Ø They support start-up workshops and ensure that all teams understand the project scope, targets, cross-cutting commitments (safeguarding, gender, accountability), and reporting requirements.
2) Day-to-Day Coordination (No Direct Line Management)
Ø The Officer facilitates day-to-day coordination between technical teams and province teams.
Ø They organize regular project follow-up meetings (e.g weekly & monthly), review progress against the DIP, and agree on corrective action points.
Ø They anticipate bottlenecks (e.g access, staffing, supplies) and flag issues to the Programme Manager when they require higher-level decision or negotiation.
3) Budget Monitoring and Procurement Follow-up
Ø In close collaboration with finance and logistics, the Officer tracks project expenditures per budget line and per component (sector/province etc).
Ø They identify under/over-spending trends, support forecasts, and alert the Programme Manager in time to make adjustments.
Ø They help ensure that procurement plans match the implementation schedule, and that critical supplies for health/nutrition/protection and DRR activities are ordered and delivered on time.
4) Risk, Issue, and Changes Management (as key input for periodic Project Review)
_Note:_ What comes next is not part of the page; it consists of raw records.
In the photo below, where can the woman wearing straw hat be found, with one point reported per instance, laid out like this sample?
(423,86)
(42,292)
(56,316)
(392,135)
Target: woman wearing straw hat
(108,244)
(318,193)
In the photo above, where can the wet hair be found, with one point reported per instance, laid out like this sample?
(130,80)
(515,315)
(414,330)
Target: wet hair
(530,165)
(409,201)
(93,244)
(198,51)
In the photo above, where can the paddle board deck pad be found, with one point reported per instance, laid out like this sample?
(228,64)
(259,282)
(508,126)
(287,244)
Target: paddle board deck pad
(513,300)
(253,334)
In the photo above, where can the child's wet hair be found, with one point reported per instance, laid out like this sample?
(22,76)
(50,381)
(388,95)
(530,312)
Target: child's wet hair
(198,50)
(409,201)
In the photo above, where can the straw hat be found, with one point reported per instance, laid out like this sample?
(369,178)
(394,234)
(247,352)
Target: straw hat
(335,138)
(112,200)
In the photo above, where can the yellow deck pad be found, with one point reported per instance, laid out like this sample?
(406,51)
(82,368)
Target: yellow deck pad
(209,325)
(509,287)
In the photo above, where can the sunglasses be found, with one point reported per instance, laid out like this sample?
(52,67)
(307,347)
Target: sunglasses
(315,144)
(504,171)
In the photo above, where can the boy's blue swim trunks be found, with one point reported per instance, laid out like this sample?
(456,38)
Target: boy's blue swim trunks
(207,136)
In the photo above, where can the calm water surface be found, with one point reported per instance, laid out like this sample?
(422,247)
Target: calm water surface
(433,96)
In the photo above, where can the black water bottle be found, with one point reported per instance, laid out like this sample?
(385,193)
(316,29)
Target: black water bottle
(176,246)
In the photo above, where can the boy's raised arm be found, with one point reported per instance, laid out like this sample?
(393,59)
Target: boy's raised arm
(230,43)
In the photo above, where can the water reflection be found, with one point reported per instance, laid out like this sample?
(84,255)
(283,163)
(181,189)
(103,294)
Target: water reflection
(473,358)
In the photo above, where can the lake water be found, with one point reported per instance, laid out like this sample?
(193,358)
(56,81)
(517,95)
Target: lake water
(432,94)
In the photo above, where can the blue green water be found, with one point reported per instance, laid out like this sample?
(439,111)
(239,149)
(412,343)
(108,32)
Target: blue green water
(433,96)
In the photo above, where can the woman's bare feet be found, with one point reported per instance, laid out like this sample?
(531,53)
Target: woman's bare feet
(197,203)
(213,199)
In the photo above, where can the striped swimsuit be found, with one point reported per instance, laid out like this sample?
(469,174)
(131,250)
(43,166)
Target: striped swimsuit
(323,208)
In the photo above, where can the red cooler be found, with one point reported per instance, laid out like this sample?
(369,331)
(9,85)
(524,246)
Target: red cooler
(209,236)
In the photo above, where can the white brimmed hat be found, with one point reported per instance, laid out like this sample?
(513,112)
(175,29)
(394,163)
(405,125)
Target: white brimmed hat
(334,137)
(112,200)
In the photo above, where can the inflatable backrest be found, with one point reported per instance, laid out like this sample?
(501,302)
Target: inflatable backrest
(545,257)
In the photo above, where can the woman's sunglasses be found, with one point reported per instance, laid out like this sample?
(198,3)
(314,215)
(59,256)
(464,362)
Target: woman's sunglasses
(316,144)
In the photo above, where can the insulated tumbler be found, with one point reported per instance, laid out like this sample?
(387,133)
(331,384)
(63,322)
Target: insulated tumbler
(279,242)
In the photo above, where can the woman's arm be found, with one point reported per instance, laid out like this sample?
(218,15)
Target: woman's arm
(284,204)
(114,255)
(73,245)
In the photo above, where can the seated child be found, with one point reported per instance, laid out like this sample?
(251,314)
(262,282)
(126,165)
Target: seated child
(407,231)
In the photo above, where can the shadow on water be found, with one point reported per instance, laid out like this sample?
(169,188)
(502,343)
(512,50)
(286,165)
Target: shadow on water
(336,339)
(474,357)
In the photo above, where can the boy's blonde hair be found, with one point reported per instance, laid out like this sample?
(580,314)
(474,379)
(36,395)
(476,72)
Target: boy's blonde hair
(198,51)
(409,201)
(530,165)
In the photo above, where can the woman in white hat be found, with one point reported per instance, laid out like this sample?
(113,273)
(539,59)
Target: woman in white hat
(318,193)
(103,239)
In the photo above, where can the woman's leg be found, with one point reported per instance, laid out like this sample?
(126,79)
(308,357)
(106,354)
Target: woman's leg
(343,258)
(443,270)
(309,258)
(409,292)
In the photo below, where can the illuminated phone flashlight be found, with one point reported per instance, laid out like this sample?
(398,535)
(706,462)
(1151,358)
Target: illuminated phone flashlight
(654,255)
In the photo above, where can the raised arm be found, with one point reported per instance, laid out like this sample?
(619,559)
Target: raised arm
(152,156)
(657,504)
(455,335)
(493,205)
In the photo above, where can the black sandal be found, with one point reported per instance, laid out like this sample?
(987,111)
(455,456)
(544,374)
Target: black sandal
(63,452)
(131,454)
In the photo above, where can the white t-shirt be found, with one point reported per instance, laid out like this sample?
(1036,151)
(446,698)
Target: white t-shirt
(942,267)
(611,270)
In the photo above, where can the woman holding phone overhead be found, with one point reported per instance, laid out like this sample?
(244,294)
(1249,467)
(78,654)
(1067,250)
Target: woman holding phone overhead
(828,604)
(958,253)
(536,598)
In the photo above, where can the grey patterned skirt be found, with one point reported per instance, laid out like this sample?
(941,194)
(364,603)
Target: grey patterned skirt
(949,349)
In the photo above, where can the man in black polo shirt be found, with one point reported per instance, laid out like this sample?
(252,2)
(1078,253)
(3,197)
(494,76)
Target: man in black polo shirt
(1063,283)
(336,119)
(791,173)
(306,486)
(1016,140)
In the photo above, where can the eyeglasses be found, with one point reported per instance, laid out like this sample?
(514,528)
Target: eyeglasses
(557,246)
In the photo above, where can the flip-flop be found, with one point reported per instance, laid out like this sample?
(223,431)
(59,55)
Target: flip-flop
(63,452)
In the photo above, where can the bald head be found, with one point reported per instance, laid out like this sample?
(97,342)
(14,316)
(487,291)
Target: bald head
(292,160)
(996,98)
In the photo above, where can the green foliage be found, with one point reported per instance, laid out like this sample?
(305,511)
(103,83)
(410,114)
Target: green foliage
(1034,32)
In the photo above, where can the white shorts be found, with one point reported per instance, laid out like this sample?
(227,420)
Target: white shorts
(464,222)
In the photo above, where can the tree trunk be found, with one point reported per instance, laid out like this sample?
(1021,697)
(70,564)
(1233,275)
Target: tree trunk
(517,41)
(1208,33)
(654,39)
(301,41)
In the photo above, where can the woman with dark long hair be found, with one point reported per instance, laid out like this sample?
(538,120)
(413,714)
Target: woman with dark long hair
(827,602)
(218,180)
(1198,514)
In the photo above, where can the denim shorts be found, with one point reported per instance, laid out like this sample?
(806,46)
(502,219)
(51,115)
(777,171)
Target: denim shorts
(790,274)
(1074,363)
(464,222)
Ø The Officer maintains the project risks and issue log covering operational (access, security, supply chain), contextual, safeguarding, and compliance risks.
Ø They coordinate with Field managers and technical managers to update mitigation measures and follow-up implementation.
Ø When significant changes are needed (retarget, budget re-allocation, timeline adjustment, activation of crisis modifier), they flag to PgM and draft change request documentation and justification for the Programme Manager which will be submitted to HoP and Grant and Reporting Manager (GRM).
5) MEAL and Quality Assurance Support
Ø In collaboration with MEAL and technical managers the Officer ensures that the project ITT is integrated into the project routine (Monthly PAT) monitoring and reporting.
Ø He/she supports planning of assessments, baselines/endlines, PDMs, and protection risk analyses, and ensures that monitoring and evaluation findings are discussed with teams and feed into project adjustments.
Ø He/she helps to ensure CFRM are in place and functioning in close collaboration with accountability team, and that serious issues are escalated appropriately.
6) Reporting and Documentation (as per the Donor & organizational requirements)
Ø The Officer consolidates narrative and quantitative inputs from field team (respective provinces of the project), MEAL, and technical managers into high quality internal and external reports (monthly/quarterly/ internal update for project review workshop, donor interim and final reports).
Ø He/She ensures consistency between narrative, log frame, indicators, and financial information, and that cross-cutting issues (protection mainstreaming, gender, age, disability, AAP) are adequately reflected.
Ø He/She maintains structured project documentation (workplans, meeting minutes, reports, evidence) in line with donor and internal archiving standards.
7) External and Internal Representation (Delegated)
Ø When delegated by the Programme Manager (PgM), He/She participates in internal coordination meetings (regional coordination, sectoral meetings) and relevant external forums (Clusters/working groups, local authorities, partners) at project level.
Ø He/She presents project progress and constraints clearly, collects relevant information affecting implementation, and brings back key points and decisions to the Programme Manager and technical/field manager.